Image Acquisition: Imaging was performed on a whole body 3.0 Tesla Discovery MR750 (General Electric Health Care, Milwaukee, WI) with broadband imaging capability. UTE MRI was obtained using a 32-channel torso coil (GEHC) and 3D cones UTE sequence (GEHC). Eighteen slices were acquired in the coronal plane with the following parameters in breath-hold: 15s acquisition time, TE/TR/flip angle=0.03ms/3.5ms/5°, field-of-view=40×40cm, matrix=200×200, NEX=1, and slice-thickness=10mm. UTE MR images were acquired at four lung volumes including full expiration [FE], functional residual capacity [FRC], FRC plus one liter, and full inspiration [FI]. Hyperpolarized noble gas static ventilation images were acquired as previously described.³ Thoracic CT was performed at a lung volume of FRC+1L, as previously described.²

Image Analysis: UTE MR images were segmented using the Potts model as previously described⁴ and the signal-intensity was normalized to the mean liver signal-intensity, as previously described.² The images acquired at FE, FRC, and FI lung volumes were registered to the images acquired at a volume of FRC+1L, as previously described.⁵ The slope of the line that described the change in normalized signal-intensity over the four lung volumes was determined pixel-by-pixel to produce a multivolume slope map. Noble gas MR images were analyzed to produce the ventilation defect percent (VDP), as previously described.³ Lobar segmentation was performed using the CT images using Pulmonary Workstation 2.0 (VIDA Diagnostics Inc., Coralville, IA, USA). UTE slope values and CT radio-density was determined for each lobe.

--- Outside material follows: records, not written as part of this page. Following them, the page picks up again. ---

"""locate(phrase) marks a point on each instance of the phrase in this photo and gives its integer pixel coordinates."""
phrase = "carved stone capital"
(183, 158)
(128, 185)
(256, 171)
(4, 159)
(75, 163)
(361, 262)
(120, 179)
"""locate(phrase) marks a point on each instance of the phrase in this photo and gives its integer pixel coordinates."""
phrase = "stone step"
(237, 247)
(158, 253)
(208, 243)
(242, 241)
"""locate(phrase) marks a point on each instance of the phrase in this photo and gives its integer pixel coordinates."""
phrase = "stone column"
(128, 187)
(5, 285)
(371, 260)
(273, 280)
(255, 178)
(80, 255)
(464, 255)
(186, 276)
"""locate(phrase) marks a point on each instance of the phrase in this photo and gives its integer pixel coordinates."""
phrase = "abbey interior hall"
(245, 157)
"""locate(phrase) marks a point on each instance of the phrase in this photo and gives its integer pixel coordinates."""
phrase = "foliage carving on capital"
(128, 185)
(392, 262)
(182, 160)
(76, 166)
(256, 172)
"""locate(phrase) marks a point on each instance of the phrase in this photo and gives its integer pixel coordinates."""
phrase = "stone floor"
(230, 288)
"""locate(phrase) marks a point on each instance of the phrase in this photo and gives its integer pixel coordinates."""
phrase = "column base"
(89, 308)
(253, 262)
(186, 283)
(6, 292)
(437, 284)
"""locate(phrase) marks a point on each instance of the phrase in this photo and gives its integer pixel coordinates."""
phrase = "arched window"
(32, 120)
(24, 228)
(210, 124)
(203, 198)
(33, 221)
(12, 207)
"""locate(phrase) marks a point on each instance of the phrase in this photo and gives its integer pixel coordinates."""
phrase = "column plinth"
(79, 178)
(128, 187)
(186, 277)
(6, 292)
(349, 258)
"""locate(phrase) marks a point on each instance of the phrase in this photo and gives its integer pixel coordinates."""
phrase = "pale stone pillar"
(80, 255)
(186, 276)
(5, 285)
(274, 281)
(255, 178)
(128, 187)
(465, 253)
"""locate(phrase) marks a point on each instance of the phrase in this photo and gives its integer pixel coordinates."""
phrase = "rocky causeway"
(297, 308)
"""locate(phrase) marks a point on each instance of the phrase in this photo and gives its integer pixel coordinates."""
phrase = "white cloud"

Statistical Analysis: Univariate Spearman correlation coefficients (ρ) were generated using SPSS 23.0 software (IBM, Armonk, NY).

Figure 1 shows thoracic CT images, noble gas static ventilation images, and UTE slope maps for three representative subjects with decreasing whole lung slope. The yellow mask overlaid on the CT image identifies regions of the lung < -950HU. In the UTE slope maps, cool colours represent regions of larger signal-intensity change and hot colours represent regions of smaller signal-intensity change across the lung volumes. In six asthmatics (46±6yrs, 3M/3F), mean whole lung slope was significantly correlated with mean CT radio-density (ρ=-0.94/p=.02) and VDP (ρ=-0.88/p=.03). There was a trend towards a significant relationship between whole lung slope values with the ratio of residual volume to total lung capacity (RV/TLC) (ρ=0.83/p=.058) and the forced expiratory volume in 1s (ρ=-0.83/p=.058). As shown in Figure 2, regional lobar UTE slope measurements were significantly correlated with lobar CT radio-density measurements (ρ=-0.83/p<.001).Mean whole lung slope was related to radio-density and VDP, with a trend towards significance for RV/TLC, suggesting that changes in signal-intensity values may reflect gas-trapping and ventilation abnormalities. Taken together, these results demonstrate that UTE MRI measurements not only provide information about regional ventilation deficits, but provide similar information as CT in patients with a diagnosis of asthma. This is important, because UTE signal-intensity measurements may be used to identify regions of gas-trapping/ventilation abnormalities in severe asthma without the use of inhaled-gas contrast or ionizing radiation making this approach suitable for children where longitudinal monitoring may be required.